Music post! Whoo! I was a couple of hours off from squeezing it into the completely arbitrary timeframe that I'd set for myself yesterday extra late Sunday night -- but sure enough I'm getting my form back, and it feels like I've got another few music posts in me yet. It's fortunate for you guys that my music ramblings are way easier to skim past in text form!

5 comments:

Anonymous said...

Geez, way to make me feel terrible for completely ignoring "nathan" at folkfest in favor of exciting sounding bands like 'final fantasy' or 'bela fleck and the flecktones'. Well, make that awful just for ignoring them, because even if this nathan shat rainbow-laser-bork-bork-robots, I would still favor the other two group/artist mentioned, because ONE OF THEM IS BELA FLECK AARGH.

On a side note: Though I am almost notoriously terrible at 'jamming' on my taiko, that doesn't mean that I am against trying, and am curious about what this kind of 'drum & bass' would sound like.

James Hope Howard said...

I assure you that you did the right thing under the circumstances.
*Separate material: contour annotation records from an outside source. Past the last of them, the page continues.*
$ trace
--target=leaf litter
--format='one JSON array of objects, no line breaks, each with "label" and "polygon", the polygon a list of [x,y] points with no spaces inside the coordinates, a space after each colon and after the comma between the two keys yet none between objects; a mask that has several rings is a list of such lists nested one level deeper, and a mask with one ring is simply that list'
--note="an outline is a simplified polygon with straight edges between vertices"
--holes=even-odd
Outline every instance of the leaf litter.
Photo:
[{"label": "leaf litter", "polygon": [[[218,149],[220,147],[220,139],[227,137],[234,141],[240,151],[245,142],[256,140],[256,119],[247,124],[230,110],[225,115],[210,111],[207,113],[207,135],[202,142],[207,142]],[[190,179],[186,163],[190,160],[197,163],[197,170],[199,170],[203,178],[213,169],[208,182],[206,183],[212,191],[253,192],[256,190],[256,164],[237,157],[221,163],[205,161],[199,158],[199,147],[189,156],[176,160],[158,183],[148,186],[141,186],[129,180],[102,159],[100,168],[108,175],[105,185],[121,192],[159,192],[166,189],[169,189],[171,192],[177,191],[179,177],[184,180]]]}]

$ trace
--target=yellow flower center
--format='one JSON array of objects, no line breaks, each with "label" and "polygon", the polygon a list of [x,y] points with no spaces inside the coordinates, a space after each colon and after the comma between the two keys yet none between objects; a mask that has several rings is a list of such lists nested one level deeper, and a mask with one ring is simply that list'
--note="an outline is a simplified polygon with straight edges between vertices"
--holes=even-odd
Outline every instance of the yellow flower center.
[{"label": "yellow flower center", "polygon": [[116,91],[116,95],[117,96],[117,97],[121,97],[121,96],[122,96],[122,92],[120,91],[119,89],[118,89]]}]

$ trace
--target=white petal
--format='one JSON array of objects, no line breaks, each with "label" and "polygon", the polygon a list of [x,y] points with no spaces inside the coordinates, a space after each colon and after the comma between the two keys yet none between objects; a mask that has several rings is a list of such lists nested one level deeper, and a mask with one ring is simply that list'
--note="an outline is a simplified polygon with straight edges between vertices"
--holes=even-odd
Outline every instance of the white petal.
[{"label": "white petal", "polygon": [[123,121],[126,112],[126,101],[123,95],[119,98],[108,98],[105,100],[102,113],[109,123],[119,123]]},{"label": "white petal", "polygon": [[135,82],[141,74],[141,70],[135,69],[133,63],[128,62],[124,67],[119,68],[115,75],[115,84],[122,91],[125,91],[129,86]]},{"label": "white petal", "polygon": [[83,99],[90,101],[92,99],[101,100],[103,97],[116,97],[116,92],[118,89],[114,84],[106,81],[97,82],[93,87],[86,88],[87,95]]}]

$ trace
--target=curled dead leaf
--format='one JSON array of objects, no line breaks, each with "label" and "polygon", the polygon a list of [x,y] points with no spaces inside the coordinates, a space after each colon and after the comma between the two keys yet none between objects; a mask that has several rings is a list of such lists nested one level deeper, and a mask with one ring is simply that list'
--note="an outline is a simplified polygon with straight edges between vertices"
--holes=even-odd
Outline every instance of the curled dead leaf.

Yes, because Bela Fleck -- but also because local bands are safer to pass over at big festivals. With local acts, you know that there will be plenty of chances to see them in the future (and there are; from the looks of their MySpace, nathan will be playing the Times Changed five times in the next two months) -- whereas bands like, say, Bela Fleck and the Flecktones only pop up around here every fifteen years or so.

As to side notes, holy damn I hadn't even considered that. D&B is one idea, yes -- but remember, you're dealing with a bassist/guitarist/singer-songwriter/lunatic here. We'd be one bassist or guitarist away from a complete band, albeit one where the drum kit is replaced by a single giant uberdrum. Man, now I'm curious as to what all this would sound like.

Anonymous said...

er, actually, I also play the fue (japanese bamboo flute), plus significantly smaller, slightly more conventionally-sized drums too (think snare). And the shaker?

James Hope Howard said...

Then it's settled. We'll each need to clone ourselves at least twice.

Anonymous said...

Did you know that I met the lead singer of Nathan when I was getting tutored in Grade 12 Physics? Turns out that she was doing her day time job as a receptionist for Kumon (You know that Math/English thing?). Had I known she was part of a band or even become THIS big, I would have taken a picture and gotten an autograph, oh well.